Pensée stratégique - Contre la taftologie stratégique : retour aux classiques
Notre époque raffole des nouveautés. Vivant dans l’instant, elle a beaucoup de peine à se situer dans la durée. La pensée stratégique ne fait pas exception à cette triste règle. Il est frappant de constater que les références des livres ou des articles sont presque toujours récentes, datant généralement de la dernière décennie. Hormis la référence révérencielle à Clausewitz, que la plupart du temps on n’a pas lu, les travaux anciens sont purement et simplement effacés, presque comme s’ils n’avaient jamais existé. Notre époque est censée avoir, sinon tout découvert, au moins tout relu et réinterprété, de sorte qu’il n’est plus besoin de se reporter à des travaux antérieurs désormais dépassés. En outre, le contexte stratégique s’est tellement transformé que les références anciennes n’apparaissent plus comme pertinentes.
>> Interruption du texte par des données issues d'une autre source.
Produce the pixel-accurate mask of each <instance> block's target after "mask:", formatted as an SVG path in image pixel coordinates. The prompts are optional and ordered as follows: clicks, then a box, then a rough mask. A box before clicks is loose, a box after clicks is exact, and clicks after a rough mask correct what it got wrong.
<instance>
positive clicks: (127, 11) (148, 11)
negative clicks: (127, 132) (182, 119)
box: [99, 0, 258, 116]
Il n’en va autrement que lorsqu’on se trouve devant un vide conceptuel qui oblige à chercher dans l’urgence une planche de salut à laquelle on peut se raccrocher. C’est ce qui s’est passé pour Trinquier et Galula, exhumés précipitamment par les Américains confrontés à une situation sans issue en Irak et qui avaient l’avantage d’être immédiatement disponibles en anglais. Il n’est d’ailleurs pas certain que les solutions proposées il y a un demi-siècle par ces deux auteurs soient encore utilisables quand les données de la guerre irrégulière ont été si profondément modifiées. La bataille d’Alger, en 1957, se déroule dans une ville de 500 000 habitants, dont 15 % de pieds-noirs acquis à la cause française. La bataille de Bagdad, après 2003, se déroule dans une agglomération de 4 à 5 millions d’habitants, parmi lesquels aucun « équivalent pied-noir ».
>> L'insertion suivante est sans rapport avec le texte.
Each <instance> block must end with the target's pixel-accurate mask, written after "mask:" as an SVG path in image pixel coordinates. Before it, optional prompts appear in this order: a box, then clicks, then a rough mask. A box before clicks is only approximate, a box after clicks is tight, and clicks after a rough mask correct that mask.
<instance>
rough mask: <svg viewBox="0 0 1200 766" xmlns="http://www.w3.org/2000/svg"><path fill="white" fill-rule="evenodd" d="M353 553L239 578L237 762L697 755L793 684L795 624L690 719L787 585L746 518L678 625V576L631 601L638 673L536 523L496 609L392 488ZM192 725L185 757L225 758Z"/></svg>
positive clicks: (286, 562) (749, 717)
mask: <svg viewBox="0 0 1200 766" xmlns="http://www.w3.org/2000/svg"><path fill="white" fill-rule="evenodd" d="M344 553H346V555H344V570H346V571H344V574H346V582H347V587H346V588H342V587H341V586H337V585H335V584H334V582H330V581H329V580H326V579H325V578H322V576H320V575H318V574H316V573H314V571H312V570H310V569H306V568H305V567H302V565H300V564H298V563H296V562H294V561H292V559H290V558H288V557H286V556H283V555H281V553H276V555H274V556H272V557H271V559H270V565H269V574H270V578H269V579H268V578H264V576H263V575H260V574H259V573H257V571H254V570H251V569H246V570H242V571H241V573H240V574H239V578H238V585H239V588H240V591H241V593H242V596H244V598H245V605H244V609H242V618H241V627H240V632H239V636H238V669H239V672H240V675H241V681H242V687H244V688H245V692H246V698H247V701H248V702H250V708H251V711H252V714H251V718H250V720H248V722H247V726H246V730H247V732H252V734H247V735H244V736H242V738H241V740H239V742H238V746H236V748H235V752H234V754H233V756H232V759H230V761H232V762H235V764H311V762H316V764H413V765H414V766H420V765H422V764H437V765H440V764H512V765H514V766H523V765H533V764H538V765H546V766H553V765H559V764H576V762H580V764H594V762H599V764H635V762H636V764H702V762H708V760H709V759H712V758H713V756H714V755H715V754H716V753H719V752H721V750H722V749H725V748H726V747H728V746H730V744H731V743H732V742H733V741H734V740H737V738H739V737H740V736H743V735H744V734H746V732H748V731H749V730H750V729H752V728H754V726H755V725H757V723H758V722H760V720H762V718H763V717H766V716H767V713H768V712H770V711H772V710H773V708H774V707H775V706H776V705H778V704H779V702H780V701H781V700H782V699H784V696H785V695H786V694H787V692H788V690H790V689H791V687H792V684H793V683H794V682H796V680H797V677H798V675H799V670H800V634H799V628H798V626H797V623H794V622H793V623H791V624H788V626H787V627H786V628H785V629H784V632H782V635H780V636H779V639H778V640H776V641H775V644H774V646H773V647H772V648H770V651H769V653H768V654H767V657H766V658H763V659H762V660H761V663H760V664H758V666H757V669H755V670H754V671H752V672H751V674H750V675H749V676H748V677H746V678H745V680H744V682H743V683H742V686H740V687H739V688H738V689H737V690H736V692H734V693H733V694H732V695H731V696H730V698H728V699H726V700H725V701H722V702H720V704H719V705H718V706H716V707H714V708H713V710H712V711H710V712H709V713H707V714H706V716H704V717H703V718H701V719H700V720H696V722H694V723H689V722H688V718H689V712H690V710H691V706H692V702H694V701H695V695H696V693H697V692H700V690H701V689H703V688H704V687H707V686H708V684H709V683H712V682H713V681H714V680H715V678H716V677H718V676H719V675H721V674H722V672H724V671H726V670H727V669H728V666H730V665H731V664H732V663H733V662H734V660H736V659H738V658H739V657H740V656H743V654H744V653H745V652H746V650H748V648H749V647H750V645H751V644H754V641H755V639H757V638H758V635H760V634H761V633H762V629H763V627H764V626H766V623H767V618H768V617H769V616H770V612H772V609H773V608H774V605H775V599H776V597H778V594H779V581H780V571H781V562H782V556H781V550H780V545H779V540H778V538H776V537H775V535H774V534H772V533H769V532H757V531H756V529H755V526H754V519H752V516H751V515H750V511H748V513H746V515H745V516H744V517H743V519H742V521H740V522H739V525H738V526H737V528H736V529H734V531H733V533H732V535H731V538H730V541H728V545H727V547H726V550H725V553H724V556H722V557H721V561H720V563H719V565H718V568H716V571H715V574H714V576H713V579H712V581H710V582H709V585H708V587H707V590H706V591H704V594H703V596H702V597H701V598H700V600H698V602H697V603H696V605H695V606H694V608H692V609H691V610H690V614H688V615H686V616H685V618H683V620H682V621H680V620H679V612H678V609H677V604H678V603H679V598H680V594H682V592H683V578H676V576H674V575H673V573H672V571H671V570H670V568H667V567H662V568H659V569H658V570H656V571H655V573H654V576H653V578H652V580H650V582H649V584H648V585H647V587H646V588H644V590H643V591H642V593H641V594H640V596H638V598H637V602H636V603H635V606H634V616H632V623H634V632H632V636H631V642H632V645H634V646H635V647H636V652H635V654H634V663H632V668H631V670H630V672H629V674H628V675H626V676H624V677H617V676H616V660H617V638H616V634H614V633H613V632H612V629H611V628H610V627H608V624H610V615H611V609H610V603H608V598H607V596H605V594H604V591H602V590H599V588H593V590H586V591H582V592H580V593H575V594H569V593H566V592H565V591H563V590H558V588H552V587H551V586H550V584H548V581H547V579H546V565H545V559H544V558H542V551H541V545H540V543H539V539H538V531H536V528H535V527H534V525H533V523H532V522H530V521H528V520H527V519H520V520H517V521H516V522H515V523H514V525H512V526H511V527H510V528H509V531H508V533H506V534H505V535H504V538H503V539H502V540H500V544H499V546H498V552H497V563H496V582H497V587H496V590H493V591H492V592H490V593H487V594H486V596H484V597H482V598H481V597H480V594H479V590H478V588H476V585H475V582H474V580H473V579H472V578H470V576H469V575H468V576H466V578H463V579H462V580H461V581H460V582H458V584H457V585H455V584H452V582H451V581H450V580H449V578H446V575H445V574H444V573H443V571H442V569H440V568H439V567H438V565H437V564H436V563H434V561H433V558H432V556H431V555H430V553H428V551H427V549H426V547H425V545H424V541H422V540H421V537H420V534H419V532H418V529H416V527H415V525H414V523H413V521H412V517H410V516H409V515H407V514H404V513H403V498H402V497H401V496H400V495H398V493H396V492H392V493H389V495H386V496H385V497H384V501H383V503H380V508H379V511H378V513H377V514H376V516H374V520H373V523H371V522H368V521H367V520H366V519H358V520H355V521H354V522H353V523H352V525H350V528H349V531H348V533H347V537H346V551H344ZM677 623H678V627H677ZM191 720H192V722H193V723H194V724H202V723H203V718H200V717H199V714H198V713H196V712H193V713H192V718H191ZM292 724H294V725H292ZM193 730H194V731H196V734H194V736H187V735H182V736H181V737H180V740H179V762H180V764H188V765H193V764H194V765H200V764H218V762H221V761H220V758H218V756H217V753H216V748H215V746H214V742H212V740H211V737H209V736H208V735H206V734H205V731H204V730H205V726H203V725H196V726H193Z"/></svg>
Cet exemple ne doit pas conduire à la conclusion que nous sommes en permanence confrontés à des situations radicalement nouvelles. C’est pourtant ce que font les analystes depuis la fin de la guerre froide en essayant de définir et de comprendre les guerres actuelles. Leur imagination est sans limites. La doctrine américaine a d’abord parlé d’« opérations autres que la guerre », pour retenir ensuite l’appellation de conflits de basse intensité, promus au rang de conflits de moyenne intensité lorsqu’il a fallu engager des moyens plus importants. Mais on se situait encore dans une logique d’affrontements interétatiques, alors que la grande nouveauté des années 90 a été le développement spectaculaire des mouvements non étatiques de guérillas ou terroristes. Il a fallu trouver des appellations nouvelles.